KINGSTON, Jamaica — A high-profile double murder case involving the infant daughter of a sitting Jamaican parliamentarian and the child’s mother has moved a step closer to trial after last-minute plea bargain negotiations fell apart Thursday at the Jamaican Supreme Court.
Accused Leoda Bradshaw, a former culinary specialist with the United States Navy, had signaled through her legal team earlier Thursday that she was prepared to enter a guilty plea to non-capital murder charges, a classification laid out under Section 2(2) of Jamaica’s Offences Against the Person Act. This section of the statute carves out non-capital murder as any unlawful killing that does not fall into the narrow category of capital murder — which includes contract killings and murders committed during terrorist acts. Unlike capital murder convictions, which carry a mandatory death sentence in Jamaica, a conviction on non-capital murder gives judges discretion to hand down either a life sentence or a fixed multi-year prison term, with a mandatory 15-year minimum period that must be served before an inmate is eligible for parole.
Despite Bradshaw’s willingness to accept a guilty plea to the reduced charges, prosecution and defense teams failed to reach a binding agreement that would have resolved the case without a full public trial. The collapse of these talks clears the path for the high-profile proceeding to move forward through the court system. A plea and case management hearing has already been scheduled for June 24, where judicial officers will finalize pre-trial logistics and, critically, set an official start date for the trial.
Bradshaw is not the only accused in the case. She faces a total of eight criminal charges: two counts each of conspiracy to commit murder, conspiracy to kidnapping, kidnapping, and capital murder. She is jointly charged alongside her cousin Roland Balfour, alleged gunman David Smith, and Bjorn Black. All three of her co-accused have already entered guilty pleas in the case and are currently serving their court-ordered sentences.
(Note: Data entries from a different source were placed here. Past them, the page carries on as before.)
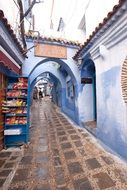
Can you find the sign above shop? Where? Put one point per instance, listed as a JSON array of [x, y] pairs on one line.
[[54, 51]]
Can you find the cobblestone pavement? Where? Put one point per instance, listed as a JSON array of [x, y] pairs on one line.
[[63, 157]]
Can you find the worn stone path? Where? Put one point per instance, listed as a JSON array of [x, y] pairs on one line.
[[63, 157]]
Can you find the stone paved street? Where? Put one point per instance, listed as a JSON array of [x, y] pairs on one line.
[[63, 157]]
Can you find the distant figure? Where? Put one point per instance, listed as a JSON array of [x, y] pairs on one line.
[[35, 93], [40, 94]]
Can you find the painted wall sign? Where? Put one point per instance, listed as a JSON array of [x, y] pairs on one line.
[[54, 51]]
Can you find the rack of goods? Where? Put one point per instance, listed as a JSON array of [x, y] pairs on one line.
[[16, 112]]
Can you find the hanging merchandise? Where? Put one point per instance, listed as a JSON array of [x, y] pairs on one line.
[[16, 112]]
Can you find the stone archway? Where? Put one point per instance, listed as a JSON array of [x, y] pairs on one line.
[[47, 66]]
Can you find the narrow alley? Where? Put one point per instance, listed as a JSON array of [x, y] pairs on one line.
[[61, 156]]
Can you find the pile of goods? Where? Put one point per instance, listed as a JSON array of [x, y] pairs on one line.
[[21, 84]]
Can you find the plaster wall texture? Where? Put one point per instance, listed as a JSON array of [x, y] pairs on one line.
[[86, 103], [111, 109], [108, 52]]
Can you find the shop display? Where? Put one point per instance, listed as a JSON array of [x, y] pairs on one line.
[[16, 111]]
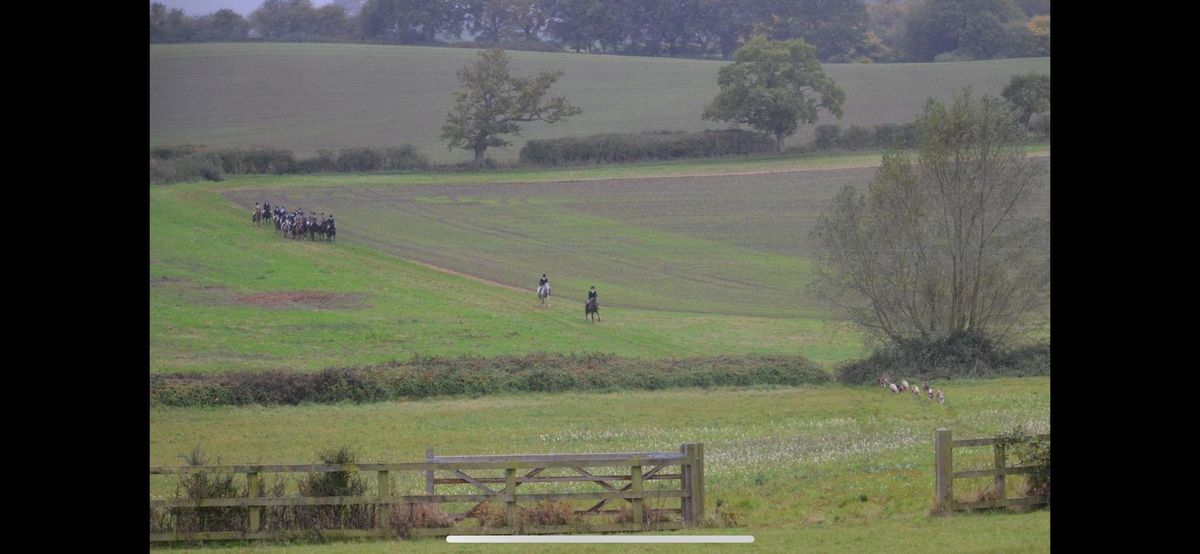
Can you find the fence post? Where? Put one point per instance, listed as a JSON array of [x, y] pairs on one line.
[[429, 473], [510, 503], [685, 480], [697, 475], [999, 450], [635, 476], [943, 461], [694, 481], [383, 511], [256, 512]]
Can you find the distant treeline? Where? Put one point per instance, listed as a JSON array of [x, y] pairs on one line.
[[841, 30], [430, 377], [193, 163]]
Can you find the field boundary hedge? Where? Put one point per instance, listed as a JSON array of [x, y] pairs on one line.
[[616, 148], [430, 377]]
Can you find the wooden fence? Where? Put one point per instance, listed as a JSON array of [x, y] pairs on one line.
[[498, 489], [943, 455]]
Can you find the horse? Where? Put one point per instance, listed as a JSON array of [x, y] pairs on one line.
[[592, 307]]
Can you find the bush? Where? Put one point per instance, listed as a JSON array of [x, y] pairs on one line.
[[895, 136], [406, 517], [827, 137], [205, 486], [1041, 126], [257, 161], [191, 167], [547, 512], [359, 160], [335, 483], [405, 157], [1027, 449], [964, 355], [857, 138]]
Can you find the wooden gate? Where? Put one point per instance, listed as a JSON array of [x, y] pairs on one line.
[[492, 479]]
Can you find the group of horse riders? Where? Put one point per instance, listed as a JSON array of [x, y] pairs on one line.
[[297, 222], [592, 306]]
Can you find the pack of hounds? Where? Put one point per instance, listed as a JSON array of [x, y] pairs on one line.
[[295, 223], [905, 387]]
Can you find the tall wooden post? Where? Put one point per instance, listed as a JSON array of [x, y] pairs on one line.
[[697, 475], [635, 475], [685, 479], [429, 473], [256, 512], [383, 511], [1000, 479], [510, 503], [943, 462], [694, 481]]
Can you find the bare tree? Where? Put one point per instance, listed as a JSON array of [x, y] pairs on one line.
[[946, 245]]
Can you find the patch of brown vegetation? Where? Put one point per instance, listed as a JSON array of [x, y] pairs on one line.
[[297, 299]]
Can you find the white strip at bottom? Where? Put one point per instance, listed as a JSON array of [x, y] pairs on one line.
[[603, 539]]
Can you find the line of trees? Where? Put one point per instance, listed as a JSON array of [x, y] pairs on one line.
[[840, 30]]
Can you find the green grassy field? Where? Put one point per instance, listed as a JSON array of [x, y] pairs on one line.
[[826, 469], [681, 272], [306, 97]]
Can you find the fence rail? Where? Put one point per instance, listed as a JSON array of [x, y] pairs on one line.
[[451, 470], [943, 457]]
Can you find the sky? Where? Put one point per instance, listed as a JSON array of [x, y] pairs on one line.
[[201, 7]]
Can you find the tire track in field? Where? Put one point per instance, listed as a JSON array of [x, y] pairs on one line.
[[750, 172]]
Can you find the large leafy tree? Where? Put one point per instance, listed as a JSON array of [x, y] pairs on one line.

The case dates back to September 9, 2023, when 27-year-old Toshyna Patterson and her 10-month-old daughter Serayah Paulwell — the child of prominent Jamaican parliamentarian Phillip Paulwell — were reported missing. According to official prosecution filings, the pair were abducted and transported to the remote Warieka Hills area of St Andrew parish, where they were fatally shot before their bodies were burned to cover up the crime.